Nie należy też zapominać, że w nadchodzących miesiącach do amerykańskiej gospodarki wpłyną dodatkowe 2 biliony dolarów, co zostało zatwierdzone przez Senat USA w zeszły weekend. Tym samym podaż pieniądza w Stanach Zjednoczonych będzie nadal rosła, co nie wpłynie na kurs dolara. Oczywiście ten czynnik można zrównoważyć innymi czynnikami. Na przykład Unia Europejska ogłosi nowy pakiet stymulacyjny w wysokości 4 bilionów euro lub gospodarka UE będzie się nadal kurczyć zamiast ożywiać w 2021 r., ale jak dotąd nie widzimy żadnych rzeczywistych czynników, które mogłyby zrównoważyć te dodatkowe 2 biliony dolarów w Stanach Zjednoczonych. Oczywiście pewien efekt łagodzący może mieć 750 mld euro z funduszu naprawczego, które zostaną rozdzielone w formie dotacji między kraje UE. Należy jednak pamiętać, że pieniądze te, chociaż zostaną wprowadzone do gospodarki, będą wykorzystane na odbudowę najbardziej dotkniętych gałęzi przemysłu, a nie wypadną z helikoptera, jak w Stanach Zjednoczonych. A kwota jest dwa razy mniejsza niż w USA. Dlatego uważamy, że wskaźniki podaży pieniądza w UE i USA będą jednymi z najważniejszych w 2021 r. W tym też roku amerykańska waluta będzie nadal pozostawać pod presją. Obecne umocnienie dolara względem euro może być banalną techniczną korektą wobec 11-miesięcznego trendu wzrostowego lub osłabieniem przed kolejną rundą tego bardzo wzrostowego trendu. To nasza podstawowa hipoteza na najbliższe miesiące i rok 2021. Tak jak poprzednio, zalecamy ostrożne traktowanie wszelkich fundamentalnych wniosków i upewnienie się, że są one technicznie potwierdzone. Przypominamy, że wszystko na świecie może się bardzo szybko zmienić i mogą pojawić się nowe czynniki, które inaczej wpłyną na euro i dolara. Nikt nie mógł wywołać pandemii ani wojny handlowej między Chinami a Stanami Zjednoczonymi.

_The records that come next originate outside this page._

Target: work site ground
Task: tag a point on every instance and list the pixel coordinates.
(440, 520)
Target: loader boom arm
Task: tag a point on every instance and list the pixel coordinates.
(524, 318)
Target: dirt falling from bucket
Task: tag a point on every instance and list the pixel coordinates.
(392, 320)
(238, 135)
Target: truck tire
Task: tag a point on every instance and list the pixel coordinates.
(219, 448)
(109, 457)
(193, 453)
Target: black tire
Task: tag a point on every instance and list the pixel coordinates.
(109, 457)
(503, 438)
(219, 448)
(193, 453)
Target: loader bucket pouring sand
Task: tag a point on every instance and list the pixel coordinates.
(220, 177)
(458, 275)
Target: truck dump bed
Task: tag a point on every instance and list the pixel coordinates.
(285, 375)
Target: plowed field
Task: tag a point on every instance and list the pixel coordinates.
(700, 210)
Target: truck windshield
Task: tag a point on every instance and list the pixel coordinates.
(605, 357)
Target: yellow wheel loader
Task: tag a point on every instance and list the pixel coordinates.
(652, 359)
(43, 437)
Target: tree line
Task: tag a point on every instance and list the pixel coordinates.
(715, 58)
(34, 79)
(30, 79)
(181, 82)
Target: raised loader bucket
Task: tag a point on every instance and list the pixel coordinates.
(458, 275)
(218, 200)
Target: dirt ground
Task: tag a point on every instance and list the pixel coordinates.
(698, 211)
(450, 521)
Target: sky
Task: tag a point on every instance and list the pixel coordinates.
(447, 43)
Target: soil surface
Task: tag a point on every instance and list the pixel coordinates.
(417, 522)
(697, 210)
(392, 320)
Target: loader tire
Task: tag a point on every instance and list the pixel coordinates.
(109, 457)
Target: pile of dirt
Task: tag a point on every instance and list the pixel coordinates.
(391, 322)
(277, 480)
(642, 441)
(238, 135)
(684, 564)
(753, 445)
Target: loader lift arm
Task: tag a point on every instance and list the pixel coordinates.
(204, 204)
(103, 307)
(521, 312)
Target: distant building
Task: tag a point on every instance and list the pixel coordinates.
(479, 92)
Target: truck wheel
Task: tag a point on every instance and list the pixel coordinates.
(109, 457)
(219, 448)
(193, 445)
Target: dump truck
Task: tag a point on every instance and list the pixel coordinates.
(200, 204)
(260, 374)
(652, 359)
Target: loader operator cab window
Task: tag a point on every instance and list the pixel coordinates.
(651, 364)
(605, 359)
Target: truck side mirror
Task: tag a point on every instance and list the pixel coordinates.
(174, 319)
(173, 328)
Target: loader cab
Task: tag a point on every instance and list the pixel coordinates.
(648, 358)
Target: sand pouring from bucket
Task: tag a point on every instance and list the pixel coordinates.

Zmienność pary walutowej euro/dolar na dzień 9 marca wynosi 90 punktów i jest określana jako "wysoka". Dlatego oczekujemy, że dziś para będzie poruszać się pomiędzy poziomami 1,1766 i 1,1946. Odwrócenie wskaźnika Heiken Ashi do góry może sygnalizować rundę korekty w górę.
Najbliższe poziomy wsparcia:
W1 – 1,1841
W2 – 1,1780
W3 – 1,1719
Najbliższe poziomy oporu:
O1 – 1,1902
O2 – 1,1963
O3 – 1,2024
Zalecenia handlowe:
Para EUR/USD nadal spada. Dlatego dzisiaj zaleca się utrzymywanie otwartych pozycji krótkich z celami 1,1841 i 1,1780 do momentu pojawienia się wskaźnika Heiken Ashi. Zalecamy rozważenie zleceń kupna, jeśli para ustabilizuje się powyżej średniej ruchomej, przy pierwszym celu 1,2085.